Keywords

1 Introduction

In recent years, the increasing shortage of skilled labor [7] in manufacturing and logistics environments has led to an increased reliance on AMRs to fill the gap. This growing AMR market [11] generates more hybrid environments where humans and robots coexist. These robots support industrial processes through their flexibility and decentralization that make them crucial components of the fourth industrial revolution.

While integrating robots in these hybrid environments brings numerous benefits, it also presents challenges. One such challenge is ensuring smooth and efficient interactions between AMRs and human workers, requiring effective communication. A key aspect of this communication is the ability to anticipate the navigational intent of the AMR, as it allows humans to make informed decisions and adapt their behavior accordingl. Improving this communication is vital for enhancing system efficiency and acceptance of robots. However, communication tools in industrial AMRs need to be improved to fulfill communication needs. They primarily rely on car-like indicators or the use of a projected ’floor spot’ in front of the robot. Additionally, the movement of the robot itself is an implicit communication tool - be it intentional or not.

2 State of the Art

Engineers and designers face a lot of choices on how to convey information to humans. Dey et al. [2] provide a taxonomy to distinguish design decisions.
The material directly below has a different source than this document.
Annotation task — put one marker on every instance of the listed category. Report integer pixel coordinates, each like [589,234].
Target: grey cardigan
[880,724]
Designers need to decide whether only one addressee is targeted (unicast), everyone is targeted with unspecific messages (broadcast), or everyone is individually addressed (multicast). At the same time, designers must carefully choose the perspective a message is explained from: Is the message clearer from the robot’s (allocentric) or the pedestrian’s perspective (egocentric). In all cases, designers need to be careful that their messages can’t be misunderstood as from an opposing perspective or addressing the wrong person.

A choice commonly discussed in the context of autonomous driving external HMIs (eHMIs) is the choice between an explicit and implicit mode of communication as in [15]. While explicit communication uses additional signaling, implicit communication is part of an agent’s behavior itself. A common argument favoring implicit communication is that human navigation mainly relies on it. At the same time, technical systems are said to require explicit messaging because they cannot express themselves like humans, and using them might expand the system’s capabilities limited by just using movement [15].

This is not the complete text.